We are all the same, it claims. This
forgotten couple kissing
before the Christmas tree, in a year
they will be holding
the Christ child between them, whose
name they wish us to believe
That they wish us believe guts me. Having made the claim that the baby is Christ, isn’t it preposterous to think he could be specifically named? Or so the skepticism suggests, but that same skepticism defaults then into a vision of us all as the Christ child. There is both disbelief and generosity in the claim.
In addition to creating a commonality, which may or may not exist, there is a movement of associative images, leaping into such surprising and particular places, that I’ve shouted “Woo!” while reading. In a poem entitled “The Whole,” a surgeon “peels the man,” and the inner body is described in ways that an anatomy instructor would not articulate: “little change-purses, the seaweed…” some of her images managing to be lush, threatening, and innocent all at the same time: “The rubied globes, but also/the mossy blades and edges.” The rich description of lungs, veins, heart, and arteries goes on and we get to:
one velvet tail curled around a pulp-pink stone, right
next to the fetal totalitarians, their shallow breathing.
eyelids of a forgotten kitten.
And that girl at Woodstock—too young to be there, it seemed—lost
Woo. There’s a movement from the body described surreally, but accurately, moving to personified organs, and then to a specific person in a specific historical place. The speed with which this all happens, while we are still looking at the open body, launches the reader toward cockroaches, coffins, and in-laws showing up unannounced—“so many things that no one wants to see”—and the pacing that launched us also allows us to give in and go along for the ride, not knowing where we will end up.

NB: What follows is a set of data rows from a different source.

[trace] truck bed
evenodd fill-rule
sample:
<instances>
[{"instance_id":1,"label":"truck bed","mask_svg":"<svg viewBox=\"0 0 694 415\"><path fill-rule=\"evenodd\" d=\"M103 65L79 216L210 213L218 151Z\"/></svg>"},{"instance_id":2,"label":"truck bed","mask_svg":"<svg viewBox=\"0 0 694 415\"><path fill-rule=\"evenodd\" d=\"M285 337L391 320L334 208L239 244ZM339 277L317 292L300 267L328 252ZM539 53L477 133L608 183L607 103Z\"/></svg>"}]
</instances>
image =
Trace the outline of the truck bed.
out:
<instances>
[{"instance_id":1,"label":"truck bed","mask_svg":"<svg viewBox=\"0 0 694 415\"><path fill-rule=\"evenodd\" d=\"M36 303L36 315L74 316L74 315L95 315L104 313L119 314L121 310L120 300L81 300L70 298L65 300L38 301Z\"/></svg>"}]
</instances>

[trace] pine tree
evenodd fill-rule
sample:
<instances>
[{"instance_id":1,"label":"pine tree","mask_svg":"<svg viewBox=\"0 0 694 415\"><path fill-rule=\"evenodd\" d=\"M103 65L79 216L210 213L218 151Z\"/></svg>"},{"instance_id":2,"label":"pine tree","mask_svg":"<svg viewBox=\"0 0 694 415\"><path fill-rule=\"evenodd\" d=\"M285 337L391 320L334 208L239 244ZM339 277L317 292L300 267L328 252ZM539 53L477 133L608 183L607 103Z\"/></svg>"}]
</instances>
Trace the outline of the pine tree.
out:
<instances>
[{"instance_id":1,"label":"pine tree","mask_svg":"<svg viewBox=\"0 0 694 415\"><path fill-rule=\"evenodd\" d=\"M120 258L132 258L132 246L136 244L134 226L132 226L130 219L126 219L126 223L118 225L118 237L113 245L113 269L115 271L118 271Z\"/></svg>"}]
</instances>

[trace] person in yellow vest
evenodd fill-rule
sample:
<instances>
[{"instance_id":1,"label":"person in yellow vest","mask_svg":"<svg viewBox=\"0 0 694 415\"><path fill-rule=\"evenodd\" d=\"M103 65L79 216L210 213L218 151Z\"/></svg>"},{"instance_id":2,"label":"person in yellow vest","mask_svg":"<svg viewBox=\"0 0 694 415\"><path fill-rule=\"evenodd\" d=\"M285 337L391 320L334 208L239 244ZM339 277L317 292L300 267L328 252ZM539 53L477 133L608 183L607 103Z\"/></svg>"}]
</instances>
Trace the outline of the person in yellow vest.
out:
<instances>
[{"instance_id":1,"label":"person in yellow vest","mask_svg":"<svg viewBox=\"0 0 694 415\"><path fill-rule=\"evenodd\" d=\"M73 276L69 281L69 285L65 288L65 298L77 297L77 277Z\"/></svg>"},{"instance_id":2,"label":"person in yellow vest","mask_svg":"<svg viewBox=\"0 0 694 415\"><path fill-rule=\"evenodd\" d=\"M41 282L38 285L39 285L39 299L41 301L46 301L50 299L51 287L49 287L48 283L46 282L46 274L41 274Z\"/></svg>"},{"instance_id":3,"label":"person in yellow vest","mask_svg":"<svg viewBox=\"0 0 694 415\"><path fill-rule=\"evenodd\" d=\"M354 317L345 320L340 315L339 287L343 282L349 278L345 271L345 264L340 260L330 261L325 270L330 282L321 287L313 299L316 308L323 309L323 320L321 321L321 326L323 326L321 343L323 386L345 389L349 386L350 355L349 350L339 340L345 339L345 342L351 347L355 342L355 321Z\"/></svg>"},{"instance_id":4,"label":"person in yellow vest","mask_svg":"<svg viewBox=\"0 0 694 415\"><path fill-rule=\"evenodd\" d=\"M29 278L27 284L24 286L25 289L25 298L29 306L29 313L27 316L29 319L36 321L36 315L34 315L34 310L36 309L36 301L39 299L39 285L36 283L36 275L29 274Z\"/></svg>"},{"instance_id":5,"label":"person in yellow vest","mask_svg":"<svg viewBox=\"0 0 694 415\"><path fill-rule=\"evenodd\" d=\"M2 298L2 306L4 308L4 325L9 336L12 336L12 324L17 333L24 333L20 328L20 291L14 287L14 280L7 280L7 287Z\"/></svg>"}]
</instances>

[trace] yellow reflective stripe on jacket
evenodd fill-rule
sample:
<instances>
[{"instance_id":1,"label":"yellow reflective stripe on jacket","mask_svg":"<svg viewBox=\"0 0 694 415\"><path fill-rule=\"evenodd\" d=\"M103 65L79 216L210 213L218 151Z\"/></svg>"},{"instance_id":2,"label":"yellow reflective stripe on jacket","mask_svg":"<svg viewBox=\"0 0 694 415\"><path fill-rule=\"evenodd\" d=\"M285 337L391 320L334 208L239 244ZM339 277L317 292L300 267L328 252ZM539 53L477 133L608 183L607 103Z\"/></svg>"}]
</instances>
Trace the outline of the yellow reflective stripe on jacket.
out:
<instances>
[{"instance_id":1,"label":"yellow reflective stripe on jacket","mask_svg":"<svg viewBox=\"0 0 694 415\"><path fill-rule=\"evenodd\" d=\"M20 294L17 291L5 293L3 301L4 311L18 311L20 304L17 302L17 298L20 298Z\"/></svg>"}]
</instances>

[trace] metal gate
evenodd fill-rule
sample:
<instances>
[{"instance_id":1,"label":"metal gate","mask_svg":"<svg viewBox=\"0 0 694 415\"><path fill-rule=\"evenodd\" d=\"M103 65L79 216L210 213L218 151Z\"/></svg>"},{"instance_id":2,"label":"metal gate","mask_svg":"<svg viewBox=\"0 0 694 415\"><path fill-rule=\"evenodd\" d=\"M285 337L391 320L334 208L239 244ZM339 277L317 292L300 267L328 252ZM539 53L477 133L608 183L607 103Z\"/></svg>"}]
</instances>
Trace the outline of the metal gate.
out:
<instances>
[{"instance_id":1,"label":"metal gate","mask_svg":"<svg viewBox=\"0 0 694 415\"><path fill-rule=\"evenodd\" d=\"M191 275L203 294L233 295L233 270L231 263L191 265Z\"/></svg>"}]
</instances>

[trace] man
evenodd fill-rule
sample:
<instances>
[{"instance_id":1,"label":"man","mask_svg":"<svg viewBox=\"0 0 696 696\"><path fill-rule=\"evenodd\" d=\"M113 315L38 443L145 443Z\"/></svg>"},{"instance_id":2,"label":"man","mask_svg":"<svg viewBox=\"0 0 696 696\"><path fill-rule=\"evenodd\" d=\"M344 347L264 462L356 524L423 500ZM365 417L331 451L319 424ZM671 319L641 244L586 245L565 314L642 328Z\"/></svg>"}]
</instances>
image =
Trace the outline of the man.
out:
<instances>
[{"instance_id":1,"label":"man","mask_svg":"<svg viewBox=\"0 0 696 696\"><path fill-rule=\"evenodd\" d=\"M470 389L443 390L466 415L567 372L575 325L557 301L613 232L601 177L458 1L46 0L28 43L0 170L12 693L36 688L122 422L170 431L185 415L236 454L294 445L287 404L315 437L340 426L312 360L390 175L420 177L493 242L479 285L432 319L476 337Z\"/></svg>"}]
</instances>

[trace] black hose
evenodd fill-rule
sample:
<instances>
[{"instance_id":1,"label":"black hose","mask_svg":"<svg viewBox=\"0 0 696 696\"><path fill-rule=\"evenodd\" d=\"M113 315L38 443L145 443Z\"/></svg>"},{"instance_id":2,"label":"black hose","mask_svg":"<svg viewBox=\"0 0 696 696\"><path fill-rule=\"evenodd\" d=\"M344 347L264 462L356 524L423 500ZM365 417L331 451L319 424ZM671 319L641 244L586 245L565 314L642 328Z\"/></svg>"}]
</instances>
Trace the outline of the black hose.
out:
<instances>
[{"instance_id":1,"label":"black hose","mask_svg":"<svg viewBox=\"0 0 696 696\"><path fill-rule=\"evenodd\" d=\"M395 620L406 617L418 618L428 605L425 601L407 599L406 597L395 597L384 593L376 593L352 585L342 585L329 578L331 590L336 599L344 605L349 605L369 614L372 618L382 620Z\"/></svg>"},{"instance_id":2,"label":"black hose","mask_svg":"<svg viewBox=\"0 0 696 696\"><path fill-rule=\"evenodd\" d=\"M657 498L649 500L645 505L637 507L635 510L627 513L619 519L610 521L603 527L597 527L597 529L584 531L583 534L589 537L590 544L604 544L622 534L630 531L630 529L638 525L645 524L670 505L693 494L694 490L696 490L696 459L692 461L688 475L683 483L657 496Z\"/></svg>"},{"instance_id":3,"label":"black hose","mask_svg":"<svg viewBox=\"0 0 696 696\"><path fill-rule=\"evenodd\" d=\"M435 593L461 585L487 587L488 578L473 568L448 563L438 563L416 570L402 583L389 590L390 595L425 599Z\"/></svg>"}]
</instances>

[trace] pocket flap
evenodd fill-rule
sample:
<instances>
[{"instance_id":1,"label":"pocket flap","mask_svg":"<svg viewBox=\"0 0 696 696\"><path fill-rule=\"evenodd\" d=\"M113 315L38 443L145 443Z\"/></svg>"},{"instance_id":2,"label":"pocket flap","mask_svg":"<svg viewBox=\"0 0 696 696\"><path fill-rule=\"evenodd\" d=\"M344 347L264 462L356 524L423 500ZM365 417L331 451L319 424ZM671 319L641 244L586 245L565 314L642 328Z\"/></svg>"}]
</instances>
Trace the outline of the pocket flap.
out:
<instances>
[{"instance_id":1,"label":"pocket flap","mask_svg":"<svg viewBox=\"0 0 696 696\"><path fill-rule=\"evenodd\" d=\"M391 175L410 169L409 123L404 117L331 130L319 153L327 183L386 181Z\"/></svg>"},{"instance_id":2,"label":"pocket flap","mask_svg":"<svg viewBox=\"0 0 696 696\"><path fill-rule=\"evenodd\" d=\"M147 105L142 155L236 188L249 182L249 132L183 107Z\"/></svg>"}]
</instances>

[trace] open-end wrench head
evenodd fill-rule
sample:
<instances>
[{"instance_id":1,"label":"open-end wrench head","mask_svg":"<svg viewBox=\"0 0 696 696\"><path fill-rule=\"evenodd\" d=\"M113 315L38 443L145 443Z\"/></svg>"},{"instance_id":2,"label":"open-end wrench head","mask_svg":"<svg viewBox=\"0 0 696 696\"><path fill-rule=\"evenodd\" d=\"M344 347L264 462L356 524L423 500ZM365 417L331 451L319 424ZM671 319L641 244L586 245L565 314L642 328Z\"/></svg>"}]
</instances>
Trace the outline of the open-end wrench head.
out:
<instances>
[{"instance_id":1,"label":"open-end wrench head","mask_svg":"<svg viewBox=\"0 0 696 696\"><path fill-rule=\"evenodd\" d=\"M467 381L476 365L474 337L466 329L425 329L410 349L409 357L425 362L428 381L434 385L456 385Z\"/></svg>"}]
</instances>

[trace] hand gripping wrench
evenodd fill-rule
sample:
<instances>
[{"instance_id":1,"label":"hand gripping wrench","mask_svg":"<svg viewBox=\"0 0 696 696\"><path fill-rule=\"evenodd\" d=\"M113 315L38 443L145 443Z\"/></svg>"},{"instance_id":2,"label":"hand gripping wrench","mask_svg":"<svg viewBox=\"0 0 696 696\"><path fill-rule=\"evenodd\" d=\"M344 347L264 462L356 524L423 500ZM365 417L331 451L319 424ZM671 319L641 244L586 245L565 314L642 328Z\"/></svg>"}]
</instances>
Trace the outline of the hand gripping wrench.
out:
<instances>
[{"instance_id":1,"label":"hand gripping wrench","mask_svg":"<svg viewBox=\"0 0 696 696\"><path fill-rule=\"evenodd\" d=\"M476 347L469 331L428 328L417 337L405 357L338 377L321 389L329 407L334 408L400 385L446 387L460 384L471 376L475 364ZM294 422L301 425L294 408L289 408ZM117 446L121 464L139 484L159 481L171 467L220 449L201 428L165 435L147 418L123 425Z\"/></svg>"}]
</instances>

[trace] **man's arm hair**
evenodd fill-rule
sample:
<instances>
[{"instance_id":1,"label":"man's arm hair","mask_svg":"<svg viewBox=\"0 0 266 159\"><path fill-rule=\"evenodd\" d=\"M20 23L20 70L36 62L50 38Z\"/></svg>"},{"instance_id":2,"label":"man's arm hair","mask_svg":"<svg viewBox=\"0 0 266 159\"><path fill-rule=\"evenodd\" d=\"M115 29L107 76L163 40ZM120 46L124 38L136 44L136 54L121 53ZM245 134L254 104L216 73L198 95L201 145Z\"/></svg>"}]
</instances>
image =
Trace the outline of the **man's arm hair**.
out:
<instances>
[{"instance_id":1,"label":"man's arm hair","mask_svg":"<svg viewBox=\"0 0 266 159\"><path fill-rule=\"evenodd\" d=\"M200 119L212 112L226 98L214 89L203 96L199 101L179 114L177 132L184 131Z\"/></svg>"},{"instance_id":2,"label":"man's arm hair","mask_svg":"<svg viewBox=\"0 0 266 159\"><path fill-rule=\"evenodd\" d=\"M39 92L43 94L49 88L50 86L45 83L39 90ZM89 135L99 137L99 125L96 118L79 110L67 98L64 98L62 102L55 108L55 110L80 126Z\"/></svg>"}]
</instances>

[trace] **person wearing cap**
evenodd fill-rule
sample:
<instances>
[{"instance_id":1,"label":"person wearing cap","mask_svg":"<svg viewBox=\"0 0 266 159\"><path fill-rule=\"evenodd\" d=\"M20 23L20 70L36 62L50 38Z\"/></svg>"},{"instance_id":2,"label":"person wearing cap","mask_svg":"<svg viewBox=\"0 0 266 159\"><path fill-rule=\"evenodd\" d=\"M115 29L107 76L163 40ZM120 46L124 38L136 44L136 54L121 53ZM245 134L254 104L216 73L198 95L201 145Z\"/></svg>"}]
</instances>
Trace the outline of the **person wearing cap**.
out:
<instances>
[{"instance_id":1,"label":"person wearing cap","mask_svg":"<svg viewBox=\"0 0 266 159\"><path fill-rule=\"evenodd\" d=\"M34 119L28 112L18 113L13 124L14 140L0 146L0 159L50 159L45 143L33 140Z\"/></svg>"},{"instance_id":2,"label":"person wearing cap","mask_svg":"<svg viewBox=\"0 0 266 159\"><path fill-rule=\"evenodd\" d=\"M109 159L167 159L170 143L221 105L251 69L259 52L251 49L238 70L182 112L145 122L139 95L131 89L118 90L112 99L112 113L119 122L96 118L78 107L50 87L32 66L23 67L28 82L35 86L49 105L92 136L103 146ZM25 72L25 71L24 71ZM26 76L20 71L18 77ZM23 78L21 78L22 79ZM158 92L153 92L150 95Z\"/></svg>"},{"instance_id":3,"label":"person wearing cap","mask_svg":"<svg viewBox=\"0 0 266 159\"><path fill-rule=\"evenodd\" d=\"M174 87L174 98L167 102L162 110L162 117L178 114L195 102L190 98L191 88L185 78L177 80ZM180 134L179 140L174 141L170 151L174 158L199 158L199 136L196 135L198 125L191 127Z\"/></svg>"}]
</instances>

In this poem, it turns out back at the body:
Oh, the waitress knows, and ladles the sauce over
your eggs Benedict anyway. And the surgeon knows.
Sews you closed.
Cigarettes, old photos, fish, and birds make reoccurring appearances. The natural world interacts, carries messages, intrudes, and is occasionally directly addressed. A poem titled “Dear Air” begins, “I saw you in the Laundromat—my love, my voice, my empty/dove./I saw you in the closet in//the emptiness of shoes.”
Time expands and contracts like an accordion in many of the poems—the future plays with the past as much as the past is playing with the future. Time machines come in various forms, but they are often photos. One of my favorite poems, “Cigarettes,” begins:
Back then, we smoked them. In
every family photo, someone’s smoking.
Such ashes, such sarcasm, the jokes
that once made loved ones
who are dead now laugh and laugh.
Cigarette in hand.
Standing glamorously at the mantel.
The fire glowing
ahead and behind
and all the little glasses
and the snow outside
filling up the birdbaths, the open graves, the eyes.
In some of the newer poems, the open graves are now closing. In the poem “Sensual Pleasures,” a high school boyfriend’s funeral is related back to “one of those four bad/high school dances you took me to.//Not exactly that, but not its opposite, either. There/could be a local band in this place, too. ‘Smoke on the Water’/throbbing against the roof.”
Maybe it doesn’t take a visionary to merge a funeral with Deep Purple, or to combine realism with myth, but this poet is deeply smart in a way that isn’t often articulated in the world and her fusions and images can add up to revelation. That in itself is reason to laud the publication of Where Now.